The open field at Linda Elementary School in Linda, California is almost gone, filled with portable classrooms, which never seem to go anywhere. I tried to remember how the field used to look with all the wild flowers that attracted bees, butterflies and lady bugs. It was the lady bugs that got me and my “girlfriend” in trouble.
One day we decided to study lady bugs instead of going to our kindergarten class. Mrs. Shaw, unimpressed, stormed out of her classroom and walked briskly to where we were enthralled in our study of nature.
“Get to class right now!” she shouted. “You’re late again. I’m going to talk to your parents!”
I’m not sure if she ever followed through with that threat, but after her scolding, our lady bug gathering days were over.
I was standing beside the field trying to bring back memories, because my sisters and I had come to our alma mater for the school’s sesquicentennial celebration. While my sisters went off to the multi-purpose room, I remained outside and re-visited the days of my youth.
There I stood at the flag pole, while my buddy Joey hoisted up the American flag. It was a Norman Rockwell moment: me with my bright red hair, dressed in my Cub Scout uniform, saluting as Joey hoisted Old Glory.
Across the schoolyard sat my second-grade classroom. In my imagination I could see Debbie, the prettiest and smartest girl in school, sitting on the front step and there I was standing next to her, giving her something– a ring. A ring so precious in my eyes that I had stuck about thirty staples around the edge of an envelope to protect it.
“What’s this?” Debbie asked as if I was annoying her.
“It’s ..uh..uh.. ..a present,” I stammered.
“What are all these staples for?”
I could no longer speak, and simply stood there staring.
She opened the envelope with great difficulty, removed the ring, looked at it, put it into her pocket and didn’t say a word. I turned and walked away sheepishly. Oh, the troubles of a love-struck second-grader.
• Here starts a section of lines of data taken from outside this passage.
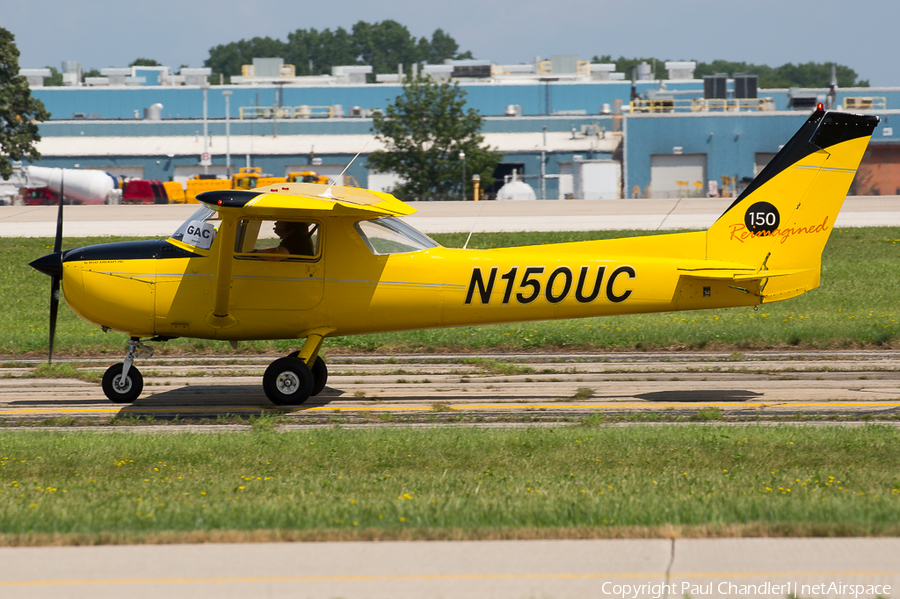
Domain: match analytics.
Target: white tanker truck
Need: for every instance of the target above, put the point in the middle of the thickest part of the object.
(81, 186)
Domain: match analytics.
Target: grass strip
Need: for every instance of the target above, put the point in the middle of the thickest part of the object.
(855, 307)
(559, 482)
It’s probably a good thing nothing came of my advances to Debbie. About fifteen years later I saw her at a bar in Yuba City where she appeared to be doing something illegal with a white powder. Debbie had become a heroin addict. She spent most of her adult life in a wheelchair and died in her early fifties.
I turned away from the classroom steps and walked down a corridor. As I walked past some steel pillars that were used to support the corridor roof, I wondered which one I had held onto while Mr. West, my fourth-grade teacher, gave me some swift and powerful swats to my backside with his paddle.
I continued down the corridor and walked into the multi-purpose room. The room appeared to be a lot smaller than I remember, but it was still the same.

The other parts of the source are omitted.